Les liens étroits entre animaux et politiques

Les liens étroits entre animaux et politiques
Les liens étroits entre animaux et politiques - © Tous droits réservés

Selon une opinion répandue, les animaux n’ont rien à faire en politique : Aristote n’a-t-il pas défini l’être humain comme l’être politique par excellence ? Peut-être.

En tout cas, ces derniers jours, les animaux ont fait irruption dans l’arène politique. Lors d’une vente aux enchères, l’oeuvre de Banksy montrant des singes en pleines palabres dans la vénérable Chambre des Communes britannique a dépassé les dix millions d’euros.

Pire encore : dans la Maison Blanche, l’un des lieux les plus sécurisés et surveillés au monde, en pleine conférence de presse, une souris a fait son entrée dans la salle ; à ceci près que la malheureuse, ratant l’un de ses mouvements, est tombée sur les genoux de Peter Alexander, éminent journaliste chez NBC.

Certes, on répliquera qu’il y a toujours eu des liens entre les animaux et la politique.
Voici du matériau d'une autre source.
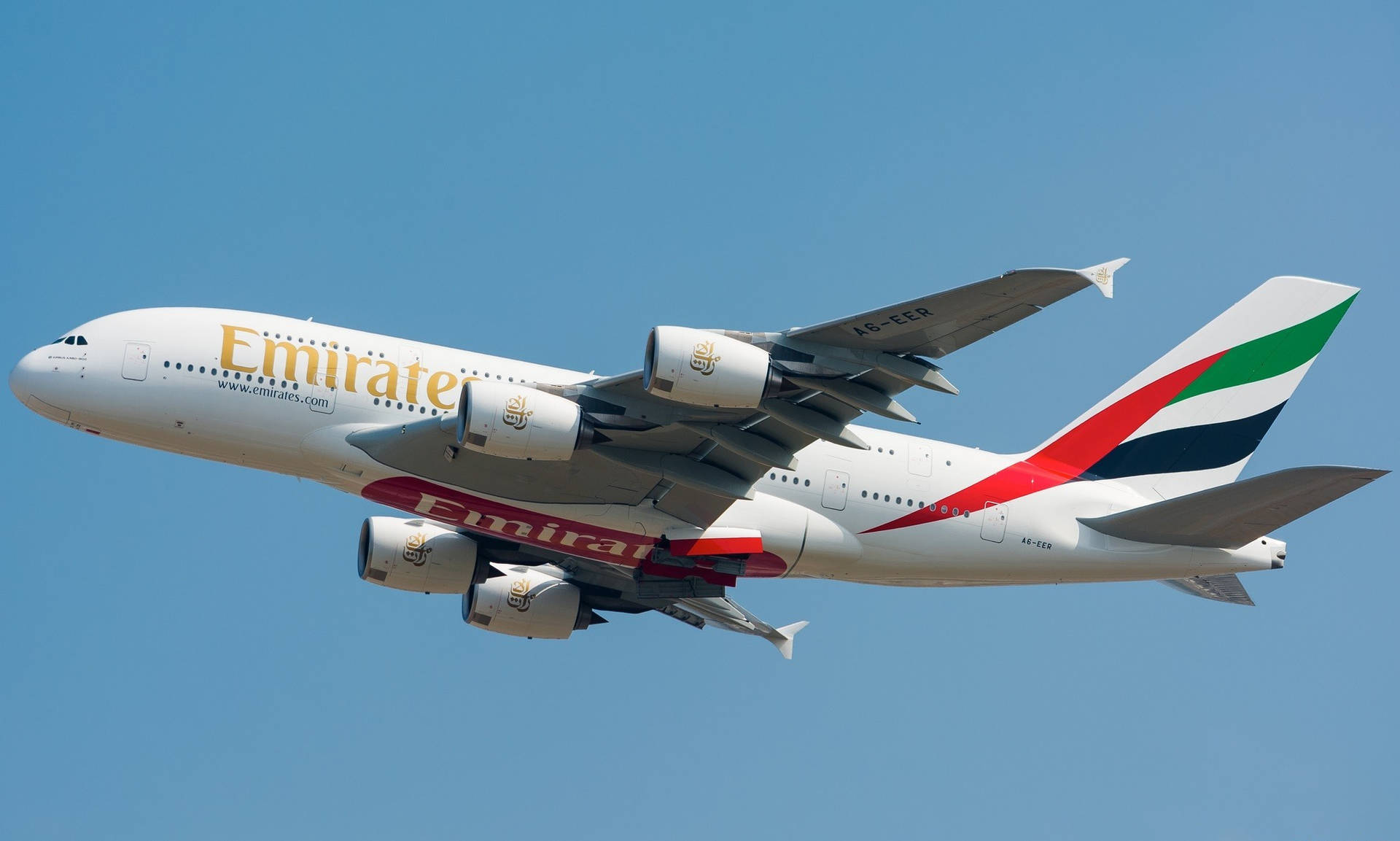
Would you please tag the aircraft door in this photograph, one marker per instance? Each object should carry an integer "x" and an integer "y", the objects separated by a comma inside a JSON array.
[
  {"x": 920, "y": 461},
  {"x": 138, "y": 359},
  {"x": 833, "y": 493},
  {"x": 995, "y": 522},
  {"x": 322, "y": 394}
]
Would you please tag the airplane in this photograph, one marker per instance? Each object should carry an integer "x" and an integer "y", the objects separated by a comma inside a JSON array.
[{"x": 546, "y": 497}]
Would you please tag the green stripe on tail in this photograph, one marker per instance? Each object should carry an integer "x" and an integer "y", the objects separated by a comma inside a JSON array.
[{"x": 1269, "y": 356}]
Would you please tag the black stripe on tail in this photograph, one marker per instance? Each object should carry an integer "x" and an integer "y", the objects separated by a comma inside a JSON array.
[{"x": 1190, "y": 448}]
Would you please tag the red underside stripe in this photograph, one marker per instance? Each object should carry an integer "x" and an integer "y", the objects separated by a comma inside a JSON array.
[
  {"x": 1068, "y": 457},
  {"x": 718, "y": 546}
]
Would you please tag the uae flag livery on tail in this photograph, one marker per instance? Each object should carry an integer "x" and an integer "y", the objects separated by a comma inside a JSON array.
[{"x": 1191, "y": 419}]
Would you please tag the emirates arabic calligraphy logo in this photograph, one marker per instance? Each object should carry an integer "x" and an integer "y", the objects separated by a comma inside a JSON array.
[
  {"x": 416, "y": 549},
  {"x": 520, "y": 597},
  {"x": 516, "y": 411},
  {"x": 703, "y": 359}
]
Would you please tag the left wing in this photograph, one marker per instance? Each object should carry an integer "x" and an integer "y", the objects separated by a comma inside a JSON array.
[
  {"x": 612, "y": 588},
  {"x": 696, "y": 455}
]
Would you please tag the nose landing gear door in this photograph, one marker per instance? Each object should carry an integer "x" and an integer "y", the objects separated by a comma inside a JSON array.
[{"x": 136, "y": 360}]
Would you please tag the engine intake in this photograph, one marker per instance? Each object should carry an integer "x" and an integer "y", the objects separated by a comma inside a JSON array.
[
  {"x": 413, "y": 554},
  {"x": 526, "y": 602},
  {"x": 701, "y": 368},
  {"x": 514, "y": 422}
]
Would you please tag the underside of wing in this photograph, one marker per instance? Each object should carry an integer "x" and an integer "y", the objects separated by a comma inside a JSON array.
[
  {"x": 940, "y": 324},
  {"x": 712, "y": 411},
  {"x": 611, "y": 589}
]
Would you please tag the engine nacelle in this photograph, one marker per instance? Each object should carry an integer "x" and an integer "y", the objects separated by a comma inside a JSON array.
[
  {"x": 413, "y": 554},
  {"x": 701, "y": 368},
  {"x": 526, "y": 602},
  {"x": 514, "y": 422}
]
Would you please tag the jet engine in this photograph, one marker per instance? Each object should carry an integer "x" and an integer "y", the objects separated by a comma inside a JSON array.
[
  {"x": 413, "y": 554},
  {"x": 701, "y": 368},
  {"x": 514, "y": 422},
  {"x": 526, "y": 602}
]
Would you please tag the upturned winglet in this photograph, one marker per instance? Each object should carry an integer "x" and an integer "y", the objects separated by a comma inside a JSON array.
[
  {"x": 783, "y": 638},
  {"x": 1102, "y": 274}
]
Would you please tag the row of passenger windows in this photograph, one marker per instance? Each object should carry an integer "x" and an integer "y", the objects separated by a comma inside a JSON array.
[
  {"x": 909, "y": 503},
  {"x": 412, "y": 408},
  {"x": 237, "y": 374}
]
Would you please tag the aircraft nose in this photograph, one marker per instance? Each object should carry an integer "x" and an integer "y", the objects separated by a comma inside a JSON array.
[{"x": 23, "y": 376}]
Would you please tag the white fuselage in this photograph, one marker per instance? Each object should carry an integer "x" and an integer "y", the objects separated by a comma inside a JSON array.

Plusieurs hommes politiques du passé, ainsi que l’éminent philosophe misanthrope Schopenhauer, avaient pour habitude d’observer les grands singes au zoo pour y trouver de l’inspiration pour leurs discours et ce avant de vaquer à leurs impératifs du jour.

Quoi qu’il en soit, qu’on se dise les choses : il y a dans tout cela une savoureuse revanche de la nature.

Les lieux les plus prestigieux, les plus sécurisés et aseptisés du monde, d’où l’on ordonne d’ailleurs la destruction de bien des biotopes naturels, ne sont pas à l’abri du retour de la nature, de cette biodiversité qu’on a tant cherché à y éliminer ou contrôler étroitement.

A titre personnel, j’y vois un signe d’espoir : les plus hautes sphères, de lieux extrêmement excluants, pourraient bien un jour devenir accueillants pour la biodiversité, y compris et surtout humaine.

Mieux encore : de l’aveu de tous les participants à l’incident de la souris dans la salle de presse de la Maison Blanche, il s’était agi de l’événement le plus intéressant et authentique survenu en ces lieux au cours des derniers mois.

La souris dyspraxique a donc sauvé la fine fleur du journalisme américain de la dépression, celle que ne manquent pas d’induire les élites trop homogènes et rances.

Il se pourrait par ailleurs qu’elle fût l’un des rares êtres véritablement doués de raison en ces lieux de pouvoir. Et que, même placée aux commandes, elle ne puisse pas faire pire que leurs occupants actuels.

J’ignore si le salut politique passera par les souris ou par les singes, mais très certainement la biodiversité humaine, par exemple liée au handicap, ne pourra pas être maintenue à la porte des lieux démocratiques bien longtemps.